Runs forever?

So i was trying to generate something pretty high res (yes, i need it, no, tiled build doesn’t fit the bill).
And i’m wondering if i should let it run, as you can see the previous device completed 100% after about 30 seconds and since then it’s been running for . . . . over 26 hours! doing seemingly nothing.
Any clues?

Before jumping at ram being the culprit, there’s little paging going on (it’s a 64GB ram server doing only world machine)

Sounds normal, to me.

65535 is an “omg” resolution. It says 76GB, in the screenshot, but it actually is always higher than that.
So it’s paging in and out like crazy, which slows the whole process quite a lot.

no but, there’s a diference between slowing and going from 30 seconds (from 0 to 100%¨for erosion) to 25 HOURS just in between 2 steps doing nothing, i’m really wondering what it was doing.
Also the estimate always seems pretty fine, this graph is taking just a few minutes at 32K and i’ve generated graphs at 128K just fine, just stumped there as i’ve got no clue what it was no clue on, previous step 100%, next step not started, and stayed like that 26hours.

This is definitely a forensic investigation… you should not see a freeze with no activity if neither WM or the operating system is actively swapping.

I don’t currently have the ability to reproduce this situation as my dev machine tops out at 32GB of RAM, but I will work from what is visible to see if anything is up.

Most likely – I suspect at that resolution there might be a counter overflow causing the issue. Also, the erosion is extremely unlikely to finish as quickly as indicated there, even if the erosion amount was set extremely low.

If this can help you i can prove you remote desktop access to the server, you’re free to trash it / install whatever debugging tools you need there, even get visual studio express + your code to debug if you want, i’ll just re format when you’re done (it’s pretty much dedicated to WM anyway, so helping you fix it is important to me as i’m releasing that server soon and need to decide if i go for a “much bigger” server, but that wouldn’t make sense if large builds just hang and it’s substantial money)
Am subscribed to the thread so just post here if you wanna take up that offer or email me to ronan.thibaudau@rt-informationtechnology.com

Well, I’m fairly certain I’ve found the counter overflow issue – reducing the size by a couple pixels per direction in this case will probably work – but there is a second issue you’re going to run into here:

You need at minimum to have enough main memory to maintain every input and output the device needs to access at once. For a 65536^2 map, that is 16GB per heightfield, and Erosion needs to keep 4 minimum in memory at once – and about 33% more than that if you enable Geologic Time. On a 64GB server, you will definitely be hitting swap, which is essentially the same as “will not work”; Something smaller like 60000 x 60000 should fit in your envelope however (and should not have counter issues either).

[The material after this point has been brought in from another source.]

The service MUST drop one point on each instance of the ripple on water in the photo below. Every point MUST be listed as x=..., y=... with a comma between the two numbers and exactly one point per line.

World Machine was certainly not designed for such large non-tiled world sizes; and building a non-trivial world at that size remains quite a challenge. There is no reason to have artificial barriers however, so I will roll the erosion counter issue fix into the currently-pending beta.

Cheers

If you can also fix this : right now wm lets you allocate at most 80% of ram to itself. Kinda hurts on a 64+gb server! Also swapping should be ok with 2intel ssd in raid 0. Is it possible to get a build without the swap management at all? I expect it should run ok if i allocate 128gb to wm & let windows handle paging

That’s not a bad idea. I’ve gone ahead and added an ability to disable WM-driven swap as well as allowed for up to 100% mem usage with WM-controlled swap. I am not sure if even with SSDs the swap speed would be acceptable, but its certainly worth letting that option be there!

Do you have an eta on next beta? Would love a build before end of month to know if i renew my server

I just released it a moment ago to the beta site actually… give it a try and see if the fix works!

Will test it immediately then on the same graph & server & let you know :slight_smile: hopefully it will take a “bit less than 25 hours” between 2 steps now hehe.